“The Commerce Commission’s draft report into building supplies proves that overregulation is the problem, ACT has the solutions to fix this,” says ACT’s Deputy Leader and Housing spokesperson Brooke van Velden.
“The report states that the building regulatory system “has a number of features that prevent competition from working well” and that flexibility for using new products is “too slow, costly and uncertain to get them accepted for general use.”
“When Megan Woods was mucking around assembling her ‘plasterboard taskforce’, ACT proposed a practical solution that cuts through to the central problem by establishing a Materials Equivalence Register to automatically allow building materials approved by jurisdictions with high-quality regulators and similar seismic situations.
“The fact is building houses has slowed down as the industry has been suffocated under layer upon layer of government regulation and intervention. ACT has listened and is proposing real change that will give industry more choice and make building houses easier.
"ACT also identified these problems with its housing policy five years ago, that would get councils out of the building inspection game, instead requiring mandatory insurance on new builds.
“Creating a marketplace for insurance would mean insurers could compete by allowing more innovative solutions, if they're prepared to take the risk.
“There are clear barriers to building homes that have gotten us to this point.
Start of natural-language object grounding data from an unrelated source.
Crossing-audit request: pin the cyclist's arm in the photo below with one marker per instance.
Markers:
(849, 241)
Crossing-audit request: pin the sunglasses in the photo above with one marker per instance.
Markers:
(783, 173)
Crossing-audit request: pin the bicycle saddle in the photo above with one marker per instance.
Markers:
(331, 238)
ACT is proposing genuine solutions that will make a tangible difference and lead to more houses being built at lower prices.
“ACT also announced a suite of new housing policies in our recent Cost of Living document.
- Incentivise and resource councils to provide infrastructure for new homes by sharing half of the GST with them
- Scrap the Resource Management Act, replacing it with a new Urban Development Act that respects existing property rights while making it easier to increase housing supply
- Automatically allow building materials approved by jurisdictions with high-quality regulators and similar seismic situations to ours (e.g., Japan and California) to be used in New Zealand
- Require councils to accept any ‘equivalent material’ certified by MBIE for use in building projects
“In the case of GST sharing, I already have a bill in the member’s ballot that’s ready to go. The Government could use it to create real change in housing immediately if they had the political fortitude.
“We know that good substitutes for name-brand plasterboard and other scarce building products exist. Our policy would require councils to accept them and let builders and architects get on with building houses.
“ACT believes in better, longer-lasting solutions. We need real change to ensure young Kiwis can achieve the dream of home ownership.”